Redshift means all the light emitted from what you looking at is shifted to longer wavelengths. So blue might appear green, green might appear red, red -> infrared etc.
Blueshift is the opposite: wavelength gets shorter.
Now here is the clincher: Quantum Mechanics. The quantum mechanical nature of the atom means that each of its kind will have a definite "fingerprint", i.e., emit/absorb light at very well defined wavelengths (colours). When you take the light from the star, or any luminous object, and split it up into its pure colour components (e.g., by passing the light through a prism), you get something that looks kind of like a barcode with dark and bright bands at specific colours (spectral lines). This "barcode" is composed of the fingerprints of the atoms that make up what you're looking at. These fingerprints are highly detailed and there is no mistaking one type of atom for another (or molecule for that matter).
Redshift shows up in a most convincing way when you look at these fingerprints, and the pattern is the same as that of hydrogen or helium atoms say, but it appears at the "wrong" colour: e.g., the blue lines are green, the green lines are red etc, but the location of the lines are the same with respect to each other. The only way this can happen is by Doppler shift with the source moving away from you. (Blueshift is the same thing except the colours and source move in the opposite direction.)
What & How-to:
So if you see a star through your telescope and it looks red, it does not give you enough information to decide what is going on. It could be a really old star running out of fuel. Or it could be a really bright young star moving away from you at a significant fraction of the speed of light. The way to tell which explanation is correct is by using light spectroscopy to show if the spectral lines are shifting, and if so, which way and how much.
Amateur astronomers can and do do this. It's not very hard but it's very nerdy. Much more nerdy than looking at the Moon, Saturn's rings or even hunting down faint remote galaxies or taking photos of these things. Lot less glamorous too (which is why it's so very nerdy). But it's not that hard to do. You need a diffraction grating (which acts kind of like a prism, splitting light into its composite colours) and a camera/sensor to match, and the usual astrophotography gizzmos. And a lot of dedication.

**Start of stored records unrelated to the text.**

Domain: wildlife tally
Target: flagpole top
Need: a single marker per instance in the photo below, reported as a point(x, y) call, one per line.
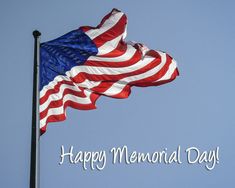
point(36, 33)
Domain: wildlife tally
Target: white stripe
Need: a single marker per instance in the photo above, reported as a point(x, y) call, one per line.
point(109, 46)
point(108, 24)
point(169, 72)
point(71, 73)
point(98, 71)
point(60, 110)
point(118, 86)
point(59, 95)
point(124, 57)
point(53, 83)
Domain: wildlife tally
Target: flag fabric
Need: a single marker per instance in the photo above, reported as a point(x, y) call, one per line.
point(82, 65)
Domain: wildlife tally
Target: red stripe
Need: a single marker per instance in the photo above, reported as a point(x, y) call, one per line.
point(118, 51)
point(112, 33)
point(134, 59)
point(58, 103)
point(62, 117)
point(56, 89)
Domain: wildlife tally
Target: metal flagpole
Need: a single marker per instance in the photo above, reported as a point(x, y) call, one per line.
point(34, 163)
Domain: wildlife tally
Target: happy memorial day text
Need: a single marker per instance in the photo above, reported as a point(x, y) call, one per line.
point(97, 160)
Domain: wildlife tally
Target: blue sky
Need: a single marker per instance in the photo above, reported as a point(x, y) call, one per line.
point(197, 109)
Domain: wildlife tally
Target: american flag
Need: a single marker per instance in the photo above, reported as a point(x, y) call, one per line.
point(80, 66)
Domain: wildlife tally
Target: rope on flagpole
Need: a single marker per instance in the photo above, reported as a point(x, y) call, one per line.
point(34, 163)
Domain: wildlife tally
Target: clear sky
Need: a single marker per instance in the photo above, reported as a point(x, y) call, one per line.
point(197, 109)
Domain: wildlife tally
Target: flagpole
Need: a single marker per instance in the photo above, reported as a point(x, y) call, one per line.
point(34, 163)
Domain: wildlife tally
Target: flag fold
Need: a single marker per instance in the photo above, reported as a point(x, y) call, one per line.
point(80, 66)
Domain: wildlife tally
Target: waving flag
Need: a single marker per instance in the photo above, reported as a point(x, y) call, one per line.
point(80, 66)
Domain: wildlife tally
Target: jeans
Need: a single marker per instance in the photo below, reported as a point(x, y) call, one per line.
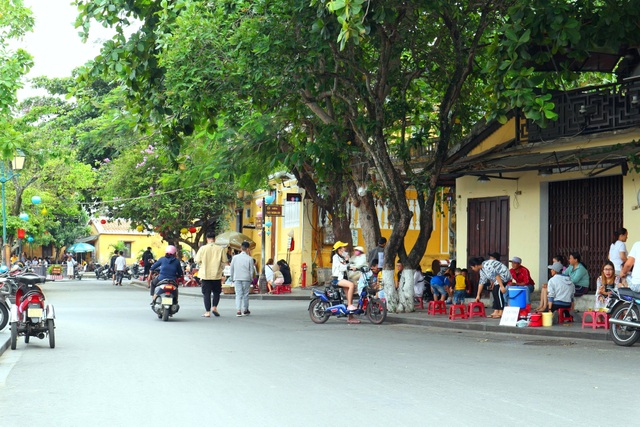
point(209, 287)
point(242, 294)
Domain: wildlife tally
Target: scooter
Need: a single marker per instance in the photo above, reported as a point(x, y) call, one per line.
point(5, 306)
point(623, 305)
point(30, 317)
point(330, 302)
point(166, 299)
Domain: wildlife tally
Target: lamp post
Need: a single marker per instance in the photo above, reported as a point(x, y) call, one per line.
point(16, 164)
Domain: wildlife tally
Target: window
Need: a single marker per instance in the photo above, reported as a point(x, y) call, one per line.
point(291, 214)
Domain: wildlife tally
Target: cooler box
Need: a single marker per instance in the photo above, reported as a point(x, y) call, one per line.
point(518, 296)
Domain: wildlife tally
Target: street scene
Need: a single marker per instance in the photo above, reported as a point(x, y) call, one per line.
point(286, 213)
point(116, 363)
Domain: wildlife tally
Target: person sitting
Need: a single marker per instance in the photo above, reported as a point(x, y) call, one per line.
point(498, 275)
point(578, 274)
point(560, 288)
point(605, 282)
point(521, 275)
point(460, 287)
point(544, 302)
point(437, 287)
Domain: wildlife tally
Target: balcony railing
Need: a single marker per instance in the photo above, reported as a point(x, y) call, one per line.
point(588, 110)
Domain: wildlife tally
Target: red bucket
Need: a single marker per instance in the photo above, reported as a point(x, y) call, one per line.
point(535, 320)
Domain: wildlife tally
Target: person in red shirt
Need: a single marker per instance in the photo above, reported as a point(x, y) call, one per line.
point(521, 275)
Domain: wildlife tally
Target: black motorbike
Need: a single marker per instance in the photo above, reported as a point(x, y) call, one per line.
point(103, 272)
point(623, 306)
point(166, 299)
point(5, 292)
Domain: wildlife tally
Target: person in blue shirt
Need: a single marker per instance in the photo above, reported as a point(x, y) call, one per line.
point(169, 268)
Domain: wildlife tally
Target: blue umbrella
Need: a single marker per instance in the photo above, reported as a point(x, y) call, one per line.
point(81, 247)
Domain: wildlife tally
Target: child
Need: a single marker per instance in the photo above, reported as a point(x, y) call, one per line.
point(460, 289)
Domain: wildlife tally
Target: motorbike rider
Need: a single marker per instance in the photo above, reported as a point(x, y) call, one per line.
point(170, 268)
point(338, 271)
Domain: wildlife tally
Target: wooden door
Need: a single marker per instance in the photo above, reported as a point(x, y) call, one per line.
point(583, 215)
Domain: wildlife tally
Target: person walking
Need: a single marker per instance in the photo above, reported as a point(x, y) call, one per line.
point(147, 260)
point(211, 260)
point(112, 266)
point(120, 265)
point(241, 274)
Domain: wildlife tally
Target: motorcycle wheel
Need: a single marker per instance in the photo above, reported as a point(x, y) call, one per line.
point(376, 311)
point(4, 316)
point(14, 335)
point(317, 311)
point(624, 335)
point(52, 336)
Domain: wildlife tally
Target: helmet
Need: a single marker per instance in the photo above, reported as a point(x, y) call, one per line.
point(339, 245)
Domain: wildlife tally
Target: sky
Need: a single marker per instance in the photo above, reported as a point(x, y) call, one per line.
point(55, 44)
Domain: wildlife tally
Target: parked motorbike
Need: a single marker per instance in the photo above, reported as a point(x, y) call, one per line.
point(30, 317)
point(5, 307)
point(103, 272)
point(330, 302)
point(78, 272)
point(623, 306)
point(166, 302)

I've seen the spectral emission and absorption lines (bright and dark) from the Sun and other self-luminous objects through a spectrometer I made myself from readily available inexpensive components - total cost < $10. You can clearly see the fingerprints of hydrogen and helium in sunlight, of mercury and other nasties in fluorescent lights. Starlight is a lot dimmer though than the Sun or your energy-saving globe. So typically you'd need to capture the decomposed light on a sensor with long exposures to see what's really going on.